O presidente do Cidadania, Roberto Freire, esteve nas últimas manifestações e diz que irá novamente no sábado. Para ele, novas adesões não virão de partidos, mas da própria população, o que por sua vez mobilizará parlamentares.

“É mais um movimento difuso da sociedade do que de partidos. O que fica evidente é que o processo de impeachment está em pleno andamento. Se vai ter sucesso, hoje a gente ainda não pode dizer.”

“Esperamos um público maior, espontâneo mesmo. Que começa a se revoltar com esse envolvimento direto [do governo] em corrupção. O caso atinge o líder do governo, do centrão, e fragiliza o setor que dá sustentação a Bolsonaro na Câmara”, afirma Josué Rocha, coordenador do MTST.

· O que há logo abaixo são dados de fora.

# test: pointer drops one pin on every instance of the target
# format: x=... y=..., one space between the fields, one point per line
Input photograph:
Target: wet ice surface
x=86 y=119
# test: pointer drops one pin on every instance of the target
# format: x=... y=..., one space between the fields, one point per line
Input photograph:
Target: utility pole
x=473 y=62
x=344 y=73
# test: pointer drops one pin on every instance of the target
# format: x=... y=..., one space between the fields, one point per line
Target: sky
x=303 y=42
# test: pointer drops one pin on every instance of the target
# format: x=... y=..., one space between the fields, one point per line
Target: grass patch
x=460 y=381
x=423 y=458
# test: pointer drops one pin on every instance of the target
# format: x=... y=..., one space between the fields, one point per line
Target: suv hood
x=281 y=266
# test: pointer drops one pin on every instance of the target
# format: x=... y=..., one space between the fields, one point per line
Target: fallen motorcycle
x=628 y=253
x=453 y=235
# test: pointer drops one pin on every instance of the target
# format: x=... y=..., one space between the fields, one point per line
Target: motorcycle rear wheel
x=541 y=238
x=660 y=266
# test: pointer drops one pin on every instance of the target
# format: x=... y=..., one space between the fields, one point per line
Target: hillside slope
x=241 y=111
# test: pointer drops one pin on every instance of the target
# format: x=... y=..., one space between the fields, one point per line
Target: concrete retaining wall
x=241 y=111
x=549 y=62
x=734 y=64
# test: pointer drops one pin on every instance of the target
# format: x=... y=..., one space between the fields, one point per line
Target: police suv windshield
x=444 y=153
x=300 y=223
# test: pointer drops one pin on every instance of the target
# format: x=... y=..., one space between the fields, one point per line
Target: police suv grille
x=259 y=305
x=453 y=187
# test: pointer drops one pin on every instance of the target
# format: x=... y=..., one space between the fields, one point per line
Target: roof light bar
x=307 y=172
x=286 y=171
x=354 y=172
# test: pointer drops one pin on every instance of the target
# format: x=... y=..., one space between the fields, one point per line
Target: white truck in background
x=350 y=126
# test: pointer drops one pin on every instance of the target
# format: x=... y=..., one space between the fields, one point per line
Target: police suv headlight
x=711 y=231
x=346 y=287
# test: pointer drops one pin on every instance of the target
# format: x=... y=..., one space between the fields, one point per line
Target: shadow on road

O deputado federal Marcelo Freixo (PSB-RJ) também aposta em manifestações maiores, movidas pelo clima de insatisfação. “É impressionante como bolsonarismo encolheu nas redes, porque não conseguem se defender”, diz.

“É a primeira vez que há uma manifestação muito ampla, com partidos de centro, todos com um único compromisso em comum que é a defesa da democracia”, afirma sobre o pedido de impeachment.